Saturday, September 25, 2010

Review - The 4-Dimensional Manager: DiSC Strategies for Managing Different People in the Best Ways by Julie Straw and Alison Brown Cerier


Short review: People respond better when you manage them according to their personality type.

Haiku
Are you Dominant,
Influencing, Supportive,
or Conscientious?

Full review: The 4-Dimensional Manager is a pop management book that relies upon the "DiSC" system to categorize people into various personality types, and then present potential ways to manage them so as to get their maximum effort. The "DiSC" system is, like most social science related to management, only loosely based upon any actual science, and categorizes people by whether they have a "Dominant" personality, an "Influencing" personality, a "Supportive" personality, or a "Conscientious" personality, which is how the "DiSC" profile gets its name (there is apparently no real reason for the "i" to be lower case while the other letters are capitalized, it is just the way that the thing is written). The system also considers that people might be particularly strong in more than one profile area, allowing for a variety of combinations. The book gives an overview of each personality type, describing what typically motivates and demotivates each type, their preferred environment, what they avoid, and how they can be more effective in dealing with others.

Of course, personality profiling isn't going to sell many books without giving people some sort of tactic to use the profiles that will supposedly help them deal with the people they work with. So The 4-Dimensional Manager takes the DiSC profile system and tries to give a working framework to apply it for practical use. The book first asserts that people tend to manage according to their own personality profile, and expect to be able to manage others as if they shared their own preferences, a style the book describes as being a "1-dimensional manager". As I'm sure most people can figure out, the book urges the reader to become a "4-dimensional manager" and figure out how to deal with each of their coworkers in a way that will, according to the theory upon which the book is based, result in them reacting favorably and productively.

The book gives directions in chunks, first giving the basics of managing each personality type, then giving specific pointers for how to deal with specific common work related areas: how to delegate to each personality type, how to motivate each personality type, how to give feedback to each personality type, and so on. The book also has some added chapters near the end of the book concerning how to deal with mixed personality types. The only real trouble is that, since few workplaces are likely to test all of their employees, or allow their managers to assess them, those attempting to apply these lessons are likely to have to figure out what sort of personality type they are dealing with on the fly. The resulting potential for less than accurate evaluations should be fairly obvious. The further weakness inherent in attempting to apply these techniques is that it assumes the validity of the somewhat dubious social science underlying the DiSC system, but that is endemic to all management books, and probably cannot be avoided.
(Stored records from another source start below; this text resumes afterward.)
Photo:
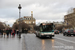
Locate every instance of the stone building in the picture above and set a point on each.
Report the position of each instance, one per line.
(28, 20)
(69, 19)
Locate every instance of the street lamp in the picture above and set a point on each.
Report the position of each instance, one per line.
(19, 7)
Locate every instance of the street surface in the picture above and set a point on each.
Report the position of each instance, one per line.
(11, 43)
(59, 42)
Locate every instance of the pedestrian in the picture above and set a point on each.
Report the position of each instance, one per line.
(7, 32)
(4, 32)
(1, 32)
(10, 31)
(17, 31)
(13, 32)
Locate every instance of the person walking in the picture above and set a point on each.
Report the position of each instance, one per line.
(4, 32)
(13, 32)
(17, 31)
(7, 32)
(10, 31)
(1, 32)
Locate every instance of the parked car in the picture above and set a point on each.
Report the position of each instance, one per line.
(69, 32)
(56, 32)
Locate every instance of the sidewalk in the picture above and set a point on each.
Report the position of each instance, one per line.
(11, 43)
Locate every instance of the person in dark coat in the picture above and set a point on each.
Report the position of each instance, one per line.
(7, 32)
(17, 31)
(1, 32)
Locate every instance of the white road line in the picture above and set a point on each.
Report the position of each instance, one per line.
(64, 39)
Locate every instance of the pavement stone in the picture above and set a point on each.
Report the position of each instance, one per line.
(12, 43)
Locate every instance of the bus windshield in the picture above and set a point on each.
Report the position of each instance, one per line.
(46, 28)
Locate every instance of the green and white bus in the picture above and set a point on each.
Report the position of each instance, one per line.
(45, 30)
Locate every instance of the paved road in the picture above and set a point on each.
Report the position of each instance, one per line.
(11, 43)
(59, 42)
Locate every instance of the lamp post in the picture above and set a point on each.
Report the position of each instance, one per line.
(19, 7)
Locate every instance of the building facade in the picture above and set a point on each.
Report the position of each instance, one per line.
(69, 19)
(28, 20)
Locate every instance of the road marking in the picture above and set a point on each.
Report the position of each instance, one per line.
(65, 39)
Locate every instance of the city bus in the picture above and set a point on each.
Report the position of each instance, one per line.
(45, 30)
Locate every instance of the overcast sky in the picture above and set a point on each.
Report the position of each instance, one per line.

The upshot is, if the DiSC system is valid, then this book is a clear, step-by-step guide to how to apply the theory to practical situations and improve one's dealings with the other denizens of your workplace. By presenting the techniques on a topic-by-topic basis broken down by personality type, the book serves as a handy reference that can be used whenever a specific problem arises. The book is quite readable, and fairly short, making it a good starting point for anyone who wants to improve their management skills.

(By the way, for anyone who cares, I tested as a high D/high C personality type. No one who knows me personally was the least bit surprised by this information).